CRUST: [Or just buy a chocolate crust]


2 CUPS FINELY CRUSHED OREO COOKIES orCHOCOLATE GRAHAM CRACKERS 
1/4 CUP MELTED MARGARINE
MIX AND PRESS INTO 9 INCH PIE PAN. CHILL.


BEAT:
1 8oz PACKAGE CREAM CHEESE [beat till fluffy]


ADD:
1 [14 oz] CAN CONDENSED MILK [not evaporated]


ADD:
3 TABLESPOONS REAL LEMON
1/4 CUP GREEN CREME DE MENTHE
1/4 CUP CREME DE CACAO


FOLD IN:
1 [4 oz] CONTAINER COOLWHIP [1 3/4 cups]


CHILL OR FREEZE FOR 4 HOURS.


ENJOY!!!


This is another one that you do not add more liquor as it won't freeze....*****This is a favorite.


----------



## JWMINNESOTA (Nov 6, 2007)

Oh, the benefits of living next to a liquor store...

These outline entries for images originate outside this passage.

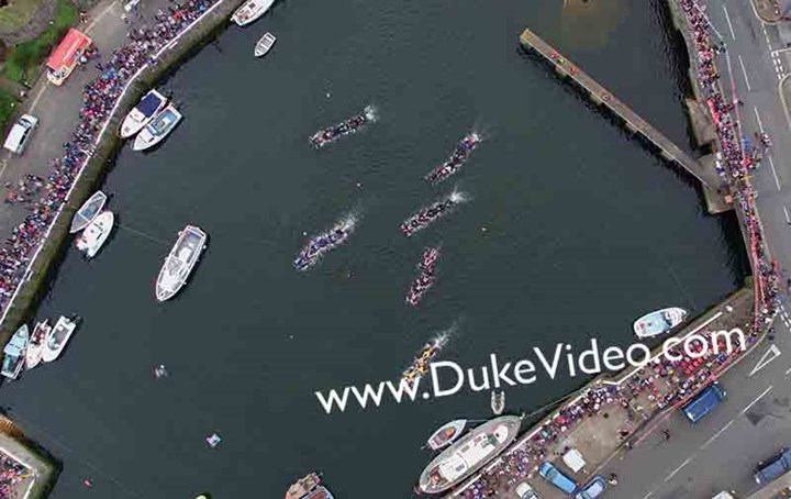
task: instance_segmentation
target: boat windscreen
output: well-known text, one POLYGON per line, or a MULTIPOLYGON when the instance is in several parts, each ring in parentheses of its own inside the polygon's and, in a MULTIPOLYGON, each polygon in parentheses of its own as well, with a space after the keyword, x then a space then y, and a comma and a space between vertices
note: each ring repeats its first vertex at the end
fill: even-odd
POLYGON ((159 109, 161 99, 156 93, 146 93, 146 96, 137 104, 137 109, 146 117, 151 117, 154 112, 159 109))

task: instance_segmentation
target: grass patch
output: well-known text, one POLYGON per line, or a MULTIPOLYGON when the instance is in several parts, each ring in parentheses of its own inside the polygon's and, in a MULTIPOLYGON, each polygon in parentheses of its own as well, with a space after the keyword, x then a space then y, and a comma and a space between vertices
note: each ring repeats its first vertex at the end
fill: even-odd
POLYGON ((37 37, 11 48, 3 68, 5 78, 19 84, 35 79, 41 64, 53 47, 60 42, 68 29, 79 21, 79 11, 69 0, 58 0, 53 21, 54 23, 37 37))

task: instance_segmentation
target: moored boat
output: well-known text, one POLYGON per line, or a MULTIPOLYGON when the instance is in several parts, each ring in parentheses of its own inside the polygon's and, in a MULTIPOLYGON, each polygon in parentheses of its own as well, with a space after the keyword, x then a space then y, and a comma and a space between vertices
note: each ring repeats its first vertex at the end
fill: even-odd
POLYGON ((637 319, 633 329, 637 337, 654 337, 670 332, 673 328, 683 322, 687 311, 678 307, 657 310, 646 313, 637 319))
POLYGON ((121 123, 121 138, 129 138, 143 130, 165 106, 167 98, 156 89, 149 90, 121 123))
POLYGON ((253 54, 256 57, 263 57, 265 56, 269 49, 271 49, 272 45, 275 45, 275 42, 277 42, 277 38, 271 33, 265 33, 264 36, 256 43, 256 48, 253 52, 253 54))
POLYGON ((33 333, 27 342, 27 351, 25 352, 25 368, 32 369, 41 364, 44 340, 46 340, 49 331, 52 331, 52 325, 49 325, 48 319, 44 319, 33 328, 33 333))
POLYGON ((97 215, 101 212, 105 203, 107 195, 104 192, 102 192, 101 190, 93 192, 93 195, 88 198, 86 202, 82 203, 79 210, 77 210, 74 219, 71 219, 71 226, 69 228, 69 233, 74 234, 87 228, 88 224, 91 223, 93 219, 96 219, 97 215))
POLYGON ((3 347, 3 363, 0 374, 9 379, 16 379, 24 367, 27 341, 30 340, 27 324, 22 324, 3 347))
POLYGON ((174 131, 182 118, 174 104, 168 104, 137 134, 132 148, 134 151, 145 151, 154 147, 174 131))
POLYGON ((197 226, 187 225, 179 232, 172 250, 165 258, 156 281, 156 298, 165 301, 172 298, 187 282, 192 268, 205 248, 207 234, 197 226))
POLYGON ((501 415, 469 431, 425 467, 417 488, 425 494, 442 494, 494 459, 516 437, 522 418, 501 415))
POLYGON ((334 496, 322 485, 319 474, 311 473, 291 484, 286 499, 334 499, 334 496))
POLYGON ((246 26, 264 15, 275 3, 275 0, 247 0, 231 15, 231 20, 238 26, 246 26))
POLYGON ((466 419, 457 419, 439 426, 430 437, 426 444, 432 451, 438 451, 454 443, 467 426, 466 419))
POLYGON ((75 320, 60 315, 55 326, 49 331, 49 334, 46 335, 46 339, 44 339, 42 361, 53 362, 58 358, 76 328, 77 322, 75 320))
POLYGON ((112 211, 99 213, 82 231, 82 235, 77 239, 77 248, 85 252, 88 258, 93 258, 110 236, 114 222, 115 215, 113 215, 112 211))

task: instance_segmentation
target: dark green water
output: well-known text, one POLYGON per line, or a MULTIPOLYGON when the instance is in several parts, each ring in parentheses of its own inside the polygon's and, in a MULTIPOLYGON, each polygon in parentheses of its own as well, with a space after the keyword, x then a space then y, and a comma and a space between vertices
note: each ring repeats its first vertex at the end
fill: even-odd
MULTIPOLYGON (((120 223, 158 242, 121 229, 91 263, 69 251, 41 312, 85 322, 60 361, 0 391, 65 462, 53 497, 279 498, 316 468, 338 498, 409 497, 425 437, 487 417, 488 393, 326 415, 314 390, 393 379, 457 321, 442 358, 479 366, 592 336, 626 345, 637 315, 700 312, 733 290, 745 270, 728 220, 703 214, 686 176, 517 51, 531 26, 687 147, 684 69, 664 23, 658 1, 289 0, 230 29, 164 84, 185 122, 153 154, 125 148, 108 176, 120 223), (278 43, 254 59, 265 31, 278 43), (365 133, 308 145, 368 103, 380 120, 365 133), (486 142, 428 187, 423 175, 472 126, 486 142), (401 235, 404 217, 456 185, 471 202, 401 235), (353 209, 348 244, 296 273, 302 232, 353 209), (187 223, 209 250, 186 290, 157 303, 153 281, 187 223), (415 263, 438 243, 439 281, 411 310, 415 263), (170 377, 155 380, 160 363, 170 377)), ((582 380, 512 389, 509 410, 582 380)))

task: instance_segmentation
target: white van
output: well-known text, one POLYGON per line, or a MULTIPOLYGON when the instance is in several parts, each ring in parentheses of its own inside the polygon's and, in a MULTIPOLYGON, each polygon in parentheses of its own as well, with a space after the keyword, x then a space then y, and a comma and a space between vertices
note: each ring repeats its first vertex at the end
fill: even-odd
POLYGON ((9 136, 5 137, 5 144, 3 147, 11 151, 13 154, 22 154, 27 141, 33 134, 33 129, 38 125, 38 119, 30 114, 22 114, 16 123, 11 127, 9 136))

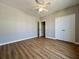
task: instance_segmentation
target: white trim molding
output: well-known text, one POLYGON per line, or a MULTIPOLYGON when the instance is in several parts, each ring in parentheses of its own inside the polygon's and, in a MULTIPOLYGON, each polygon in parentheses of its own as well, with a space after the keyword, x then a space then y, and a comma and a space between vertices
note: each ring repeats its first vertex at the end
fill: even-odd
POLYGON ((24 38, 24 39, 19 39, 19 40, 10 41, 10 42, 6 42, 6 43, 0 44, 0 46, 7 45, 7 44, 11 44, 11 43, 15 43, 15 42, 19 42, 19 41, 23 41, 23 40, 28 40, 28 39, 32 39, 32 38, 36 38, 36 37, 37 37, 37 36, 29 37, 29 38, 24 38))

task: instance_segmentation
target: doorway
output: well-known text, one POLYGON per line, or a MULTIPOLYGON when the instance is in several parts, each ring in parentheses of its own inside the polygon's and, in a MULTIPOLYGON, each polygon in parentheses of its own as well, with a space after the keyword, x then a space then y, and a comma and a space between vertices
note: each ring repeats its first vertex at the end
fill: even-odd
POLYGON ((41 22, 41 36, 45 37, 46 33, 45 33, 45 21, 41 22))

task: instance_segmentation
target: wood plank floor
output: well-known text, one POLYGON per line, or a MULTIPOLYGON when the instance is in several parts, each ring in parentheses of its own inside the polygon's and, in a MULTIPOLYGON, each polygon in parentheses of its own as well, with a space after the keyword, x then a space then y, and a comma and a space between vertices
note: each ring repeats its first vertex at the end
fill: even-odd
POLYGON ((79 46, 34 38, 0 47, 0 59, 79 59, 79 46))

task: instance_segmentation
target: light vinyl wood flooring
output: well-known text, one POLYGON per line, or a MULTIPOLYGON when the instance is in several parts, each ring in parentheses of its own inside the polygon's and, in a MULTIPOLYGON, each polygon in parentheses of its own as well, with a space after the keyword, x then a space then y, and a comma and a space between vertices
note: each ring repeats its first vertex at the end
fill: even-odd
POLYGON ((0 59, 79 59, 79 46, 34 38, 0 47, 0 59))

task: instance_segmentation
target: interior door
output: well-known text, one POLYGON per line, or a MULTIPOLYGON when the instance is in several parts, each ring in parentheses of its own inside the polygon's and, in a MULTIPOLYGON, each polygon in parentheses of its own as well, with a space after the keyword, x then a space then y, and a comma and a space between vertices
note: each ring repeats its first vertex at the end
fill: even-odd
POLYGON ((75 14, 55 19, 55 37, 60 40, 75 42, 75 14))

See something that looks good and BAM...




Didn't have any chocolate crust, and them Oreos never did nothing to me to mash em all up, so regular graham cracker crust will have to do.



When this is gone (don't see it making it to tomorrow) I'll do the Amaretto one. Thanks NW for the craving!


----------